Data Foundations: Because Regulators Don’t Accept ‘It Worked on My Machine’ !

It all started on a Friday afternoon — the kind where the office smells like reheated coffee, everyone’s staring at the clock, waiting for the weekend miracle. I was tidying up my week’s to-do list, locked in a battle with a stubborn dbt model build.

Then, out of nowhere, a business requirement doc — FINAL_BRD flashed onto my monitor. Right on cue, whispers of yet another “slight change” floated around. (Seriously, why is “FINAL” apparently negotiable?) “We need this ASAP,” they said — apparently the regulators want some data. Somewhere between a sigh and a mild panic attack, it hit me: all the fancy tools in the world won’t save you from vague requirements and messy data — especially when every system claims to be the “source of truth,” and none actually are.

If you asked me 11 years ago, when I first started my career, whether I cared about regulatory requirements, I’d probably have said — “Regula-what?” Back then, I was all about the flashy tools — new tech stacks, automation tricks, the joy of writing queries and code that actually ran on the first try (rare, but glorious). Big data, the cloud… everyone said that’s where the real money and prestige were. I wanted in. I chased every shiny new platform, every buzzword that promised to make me “a data wizard overnight.”

Fast forward a decade, and here I am — deep in conversations with Legal about ASIC and APRA reports, throwing around words like lineage, controls, and reconciliation with the same excitement I once had for shiny new tech. Who knew my thrill for “next-gen tools” would one day be replaced by chasing why a number doesn’t tie out? (Don’t get me wrong — new tech still makes my heart race!) Turns out, understanding how a bank really runs makes you appreciate why regulators exist — and why a strong data foundation isn’t a “nice-to-have,” it’s non-negotiable.

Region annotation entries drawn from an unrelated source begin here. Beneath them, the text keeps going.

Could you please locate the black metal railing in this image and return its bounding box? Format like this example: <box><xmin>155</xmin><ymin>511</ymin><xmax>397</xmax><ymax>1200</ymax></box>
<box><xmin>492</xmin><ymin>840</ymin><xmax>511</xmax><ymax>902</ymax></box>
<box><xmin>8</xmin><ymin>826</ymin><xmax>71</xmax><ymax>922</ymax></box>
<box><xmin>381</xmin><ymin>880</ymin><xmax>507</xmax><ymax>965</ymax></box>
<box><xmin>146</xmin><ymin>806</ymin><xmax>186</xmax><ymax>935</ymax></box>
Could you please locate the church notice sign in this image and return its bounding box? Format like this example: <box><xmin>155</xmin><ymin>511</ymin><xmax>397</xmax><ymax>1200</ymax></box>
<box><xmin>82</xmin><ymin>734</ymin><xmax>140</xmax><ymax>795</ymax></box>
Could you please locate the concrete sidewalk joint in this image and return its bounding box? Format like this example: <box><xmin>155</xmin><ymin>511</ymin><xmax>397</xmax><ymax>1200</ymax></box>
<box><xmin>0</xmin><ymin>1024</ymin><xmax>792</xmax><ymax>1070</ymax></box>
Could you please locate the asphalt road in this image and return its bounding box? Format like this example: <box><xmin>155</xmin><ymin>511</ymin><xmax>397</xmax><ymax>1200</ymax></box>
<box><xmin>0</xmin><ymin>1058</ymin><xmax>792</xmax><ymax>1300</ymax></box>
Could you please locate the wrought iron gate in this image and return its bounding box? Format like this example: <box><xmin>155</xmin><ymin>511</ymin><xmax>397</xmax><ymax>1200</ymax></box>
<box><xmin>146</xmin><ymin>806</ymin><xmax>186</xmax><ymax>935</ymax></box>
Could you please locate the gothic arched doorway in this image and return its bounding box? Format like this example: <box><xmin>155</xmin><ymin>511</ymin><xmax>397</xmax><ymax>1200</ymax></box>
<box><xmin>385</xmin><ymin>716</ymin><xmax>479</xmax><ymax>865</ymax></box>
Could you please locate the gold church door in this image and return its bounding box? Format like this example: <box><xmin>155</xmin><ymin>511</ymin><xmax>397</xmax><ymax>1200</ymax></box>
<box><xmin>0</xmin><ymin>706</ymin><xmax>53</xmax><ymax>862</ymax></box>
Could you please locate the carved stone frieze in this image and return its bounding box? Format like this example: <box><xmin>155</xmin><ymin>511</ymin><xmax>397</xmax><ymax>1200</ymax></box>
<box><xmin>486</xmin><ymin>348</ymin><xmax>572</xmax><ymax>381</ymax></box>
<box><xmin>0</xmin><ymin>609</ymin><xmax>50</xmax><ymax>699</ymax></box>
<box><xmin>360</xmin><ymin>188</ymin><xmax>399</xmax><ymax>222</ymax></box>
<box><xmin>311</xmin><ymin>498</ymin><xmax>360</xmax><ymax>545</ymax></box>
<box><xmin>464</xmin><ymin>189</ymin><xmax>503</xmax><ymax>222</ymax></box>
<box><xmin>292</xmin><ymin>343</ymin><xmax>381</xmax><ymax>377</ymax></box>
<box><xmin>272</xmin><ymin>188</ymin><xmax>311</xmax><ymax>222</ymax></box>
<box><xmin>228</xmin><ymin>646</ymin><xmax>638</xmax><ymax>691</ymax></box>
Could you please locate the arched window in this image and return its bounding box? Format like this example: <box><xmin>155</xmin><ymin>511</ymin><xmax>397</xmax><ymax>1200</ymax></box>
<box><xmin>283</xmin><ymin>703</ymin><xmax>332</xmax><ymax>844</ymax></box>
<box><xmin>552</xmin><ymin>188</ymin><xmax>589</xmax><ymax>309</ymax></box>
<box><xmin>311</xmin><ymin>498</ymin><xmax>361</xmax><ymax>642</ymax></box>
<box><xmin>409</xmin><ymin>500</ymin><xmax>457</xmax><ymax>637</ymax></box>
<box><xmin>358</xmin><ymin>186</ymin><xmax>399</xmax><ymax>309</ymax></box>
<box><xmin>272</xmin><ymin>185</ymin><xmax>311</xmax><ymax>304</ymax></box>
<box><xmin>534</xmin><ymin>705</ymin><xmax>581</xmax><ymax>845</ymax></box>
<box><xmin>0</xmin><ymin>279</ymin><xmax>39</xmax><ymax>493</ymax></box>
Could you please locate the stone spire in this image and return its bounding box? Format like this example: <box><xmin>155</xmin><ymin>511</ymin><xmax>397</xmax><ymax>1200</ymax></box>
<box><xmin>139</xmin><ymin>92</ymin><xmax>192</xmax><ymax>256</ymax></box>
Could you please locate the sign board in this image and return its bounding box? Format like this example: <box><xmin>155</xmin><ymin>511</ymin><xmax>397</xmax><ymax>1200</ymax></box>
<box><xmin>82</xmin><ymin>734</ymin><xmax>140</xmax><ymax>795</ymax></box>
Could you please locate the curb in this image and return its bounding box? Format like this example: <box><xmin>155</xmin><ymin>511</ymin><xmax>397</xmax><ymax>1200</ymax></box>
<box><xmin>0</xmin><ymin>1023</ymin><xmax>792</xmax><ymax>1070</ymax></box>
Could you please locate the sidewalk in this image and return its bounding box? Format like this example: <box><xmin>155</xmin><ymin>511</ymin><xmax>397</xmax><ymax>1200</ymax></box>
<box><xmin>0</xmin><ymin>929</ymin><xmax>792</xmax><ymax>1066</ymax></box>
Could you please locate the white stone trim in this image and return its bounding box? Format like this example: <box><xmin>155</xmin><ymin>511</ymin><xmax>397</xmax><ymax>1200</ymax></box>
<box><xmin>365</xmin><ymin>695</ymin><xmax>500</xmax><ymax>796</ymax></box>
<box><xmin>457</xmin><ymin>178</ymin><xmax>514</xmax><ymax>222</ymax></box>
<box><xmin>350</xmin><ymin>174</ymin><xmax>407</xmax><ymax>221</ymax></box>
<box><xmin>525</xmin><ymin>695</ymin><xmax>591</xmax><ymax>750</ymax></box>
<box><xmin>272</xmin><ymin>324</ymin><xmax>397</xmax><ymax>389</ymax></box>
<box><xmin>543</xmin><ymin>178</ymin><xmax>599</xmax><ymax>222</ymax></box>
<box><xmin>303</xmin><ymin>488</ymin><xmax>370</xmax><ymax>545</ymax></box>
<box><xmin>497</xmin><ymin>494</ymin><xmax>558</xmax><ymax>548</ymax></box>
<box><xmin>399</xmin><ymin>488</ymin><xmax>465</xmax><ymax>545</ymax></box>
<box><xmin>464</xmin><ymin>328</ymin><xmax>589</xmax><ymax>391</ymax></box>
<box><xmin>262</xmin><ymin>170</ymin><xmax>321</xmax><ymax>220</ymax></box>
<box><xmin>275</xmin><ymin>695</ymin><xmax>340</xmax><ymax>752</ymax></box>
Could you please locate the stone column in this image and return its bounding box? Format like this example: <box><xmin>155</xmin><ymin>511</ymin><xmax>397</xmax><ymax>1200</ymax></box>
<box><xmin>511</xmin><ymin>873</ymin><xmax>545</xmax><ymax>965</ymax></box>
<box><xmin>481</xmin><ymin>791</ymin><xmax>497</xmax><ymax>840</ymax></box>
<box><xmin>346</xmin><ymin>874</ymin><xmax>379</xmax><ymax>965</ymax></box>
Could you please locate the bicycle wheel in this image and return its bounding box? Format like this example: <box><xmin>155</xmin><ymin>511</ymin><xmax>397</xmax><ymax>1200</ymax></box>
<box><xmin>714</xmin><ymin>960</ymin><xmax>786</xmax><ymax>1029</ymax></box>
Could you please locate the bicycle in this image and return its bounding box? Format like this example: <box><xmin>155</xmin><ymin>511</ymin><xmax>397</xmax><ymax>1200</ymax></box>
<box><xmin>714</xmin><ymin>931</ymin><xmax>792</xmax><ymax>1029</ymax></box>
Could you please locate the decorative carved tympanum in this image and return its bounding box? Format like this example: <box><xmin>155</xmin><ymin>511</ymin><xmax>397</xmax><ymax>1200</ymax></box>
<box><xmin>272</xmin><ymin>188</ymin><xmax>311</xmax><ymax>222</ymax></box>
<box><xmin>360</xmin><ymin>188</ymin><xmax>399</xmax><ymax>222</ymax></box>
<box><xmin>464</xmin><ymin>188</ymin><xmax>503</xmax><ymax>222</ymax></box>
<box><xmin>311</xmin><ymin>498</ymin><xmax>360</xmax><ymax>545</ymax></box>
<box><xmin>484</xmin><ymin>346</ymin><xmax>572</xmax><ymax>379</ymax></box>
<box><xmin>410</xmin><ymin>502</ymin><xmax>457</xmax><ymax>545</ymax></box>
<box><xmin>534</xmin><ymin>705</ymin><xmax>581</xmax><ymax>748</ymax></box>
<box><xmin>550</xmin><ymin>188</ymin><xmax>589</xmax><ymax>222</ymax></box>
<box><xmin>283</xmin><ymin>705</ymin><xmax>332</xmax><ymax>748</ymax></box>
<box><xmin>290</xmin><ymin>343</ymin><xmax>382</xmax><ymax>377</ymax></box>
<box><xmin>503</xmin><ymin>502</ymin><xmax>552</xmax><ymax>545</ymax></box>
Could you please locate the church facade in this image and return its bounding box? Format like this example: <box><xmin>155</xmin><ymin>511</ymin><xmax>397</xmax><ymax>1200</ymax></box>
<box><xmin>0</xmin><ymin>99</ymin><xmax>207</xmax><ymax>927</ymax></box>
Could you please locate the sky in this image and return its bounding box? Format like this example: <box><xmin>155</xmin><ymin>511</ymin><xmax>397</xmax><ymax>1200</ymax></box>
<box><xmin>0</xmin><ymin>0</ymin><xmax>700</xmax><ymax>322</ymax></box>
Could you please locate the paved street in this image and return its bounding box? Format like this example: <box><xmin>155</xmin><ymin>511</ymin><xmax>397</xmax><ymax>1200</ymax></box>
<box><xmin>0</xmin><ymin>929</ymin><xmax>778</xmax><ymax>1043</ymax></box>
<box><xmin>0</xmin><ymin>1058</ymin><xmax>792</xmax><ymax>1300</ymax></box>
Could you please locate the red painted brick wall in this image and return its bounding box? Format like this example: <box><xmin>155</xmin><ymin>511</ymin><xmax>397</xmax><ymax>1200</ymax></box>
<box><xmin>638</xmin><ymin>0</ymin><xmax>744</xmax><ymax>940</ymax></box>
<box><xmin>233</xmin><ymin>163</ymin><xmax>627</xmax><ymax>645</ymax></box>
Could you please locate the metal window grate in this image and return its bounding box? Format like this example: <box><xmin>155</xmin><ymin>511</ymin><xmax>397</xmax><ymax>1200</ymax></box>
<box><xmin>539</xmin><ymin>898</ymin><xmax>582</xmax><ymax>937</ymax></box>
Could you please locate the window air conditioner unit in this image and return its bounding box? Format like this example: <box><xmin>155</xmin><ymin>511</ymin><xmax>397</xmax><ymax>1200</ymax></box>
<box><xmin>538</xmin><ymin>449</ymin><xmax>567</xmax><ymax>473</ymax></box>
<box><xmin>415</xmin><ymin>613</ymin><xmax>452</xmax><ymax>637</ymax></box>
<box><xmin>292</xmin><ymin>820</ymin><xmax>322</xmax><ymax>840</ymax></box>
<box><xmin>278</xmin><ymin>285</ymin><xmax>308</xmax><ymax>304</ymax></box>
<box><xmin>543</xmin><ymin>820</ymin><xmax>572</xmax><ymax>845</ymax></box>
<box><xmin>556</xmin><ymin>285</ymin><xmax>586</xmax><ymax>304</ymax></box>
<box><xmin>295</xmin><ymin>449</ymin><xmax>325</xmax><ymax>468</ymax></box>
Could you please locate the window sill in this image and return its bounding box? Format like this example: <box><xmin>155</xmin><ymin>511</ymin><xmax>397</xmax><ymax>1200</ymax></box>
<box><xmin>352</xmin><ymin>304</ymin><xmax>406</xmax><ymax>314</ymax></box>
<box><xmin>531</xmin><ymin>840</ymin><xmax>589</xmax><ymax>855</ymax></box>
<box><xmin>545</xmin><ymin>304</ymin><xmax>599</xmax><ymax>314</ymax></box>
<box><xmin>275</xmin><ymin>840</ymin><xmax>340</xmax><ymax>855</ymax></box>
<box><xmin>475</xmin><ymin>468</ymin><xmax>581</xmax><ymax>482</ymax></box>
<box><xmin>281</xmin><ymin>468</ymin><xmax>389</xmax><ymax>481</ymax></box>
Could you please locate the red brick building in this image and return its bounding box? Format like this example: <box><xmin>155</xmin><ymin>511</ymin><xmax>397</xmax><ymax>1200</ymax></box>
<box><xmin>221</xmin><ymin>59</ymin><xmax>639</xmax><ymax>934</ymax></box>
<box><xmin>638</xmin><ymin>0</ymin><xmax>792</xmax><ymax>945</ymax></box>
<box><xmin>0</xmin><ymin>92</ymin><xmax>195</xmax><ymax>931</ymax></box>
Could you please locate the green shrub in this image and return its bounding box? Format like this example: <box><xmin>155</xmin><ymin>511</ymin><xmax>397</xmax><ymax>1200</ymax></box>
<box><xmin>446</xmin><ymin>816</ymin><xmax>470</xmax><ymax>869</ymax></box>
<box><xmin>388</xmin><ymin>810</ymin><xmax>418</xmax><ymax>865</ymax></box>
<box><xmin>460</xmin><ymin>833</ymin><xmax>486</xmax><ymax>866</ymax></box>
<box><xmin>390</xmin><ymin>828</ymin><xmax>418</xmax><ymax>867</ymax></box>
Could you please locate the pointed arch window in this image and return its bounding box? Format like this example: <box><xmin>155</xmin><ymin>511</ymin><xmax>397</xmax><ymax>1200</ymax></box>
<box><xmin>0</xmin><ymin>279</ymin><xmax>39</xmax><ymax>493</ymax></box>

In banking, data isn’t just information — it’s evidence. Every field, every transaction, every number that shows up in a report needs to tell a defensible story.

🏦 Why Data Quality Is the Bank’s Lifeline ?

When preparing ASIC reports or APRA submissions, you can’t rely on best guesses or manual reconciliations. Frameworks like BCOP and Basel III aren’t just checklists — they’re the unsung rulebooks that keep banks from turning into financial thrill rides. Basel III keeps our risk-taking in check, while BCOP ensures operational controls are airtight.

Because let’s be honest — when a regulator asks, “Where did this number come from?”, replying with “I think it’s from the old system… maybe?” doesn’t quite inspire confidence.

⚙️ What I’ve Learned (and Laughed About) Along the Way

Here’s the thing I’ve realised — you can have all the fancy tools in the world (Databricks, Fabric, Synapse, Glue, Starburst — pick your fighter). Believe me, I’ve dated most of them. But no matter how shiny the tech, your data won’t behave unless you actually know it, love it, and occasionally discipline it. But unless you know your data, it’ll still ghost you at the worst possible time. If your foundation’s shaky, compliance turns into an endless game of data Jenga — one wrong move and the whole thing collapses.

I’ve seen projects struggle not because of bad tech — but because no one knew what their own data was trying to say.

No tool can fix a relationship problem between you and your data — you’ve got to spend time together, learn its quirks, and stop pretending that “Final_v3_***.xlsx” is a stable version.

A strong data foundation saves you from:

• The eternal Excel chaos: “Final_v3_***.xlsx”
• Late-night “quick fixes” that break 10 other reports
• The sinking feeling when Legal says, “Can you trace that back to source?”

No tool, CI/CD pipeline, or fancy framework can rescue you from that — only truly knowing, loving, and taming your data does. Once you’ve lived through that, you never underestimate the power of clean, governed, and traceable data — or the peace of mind that comes with it.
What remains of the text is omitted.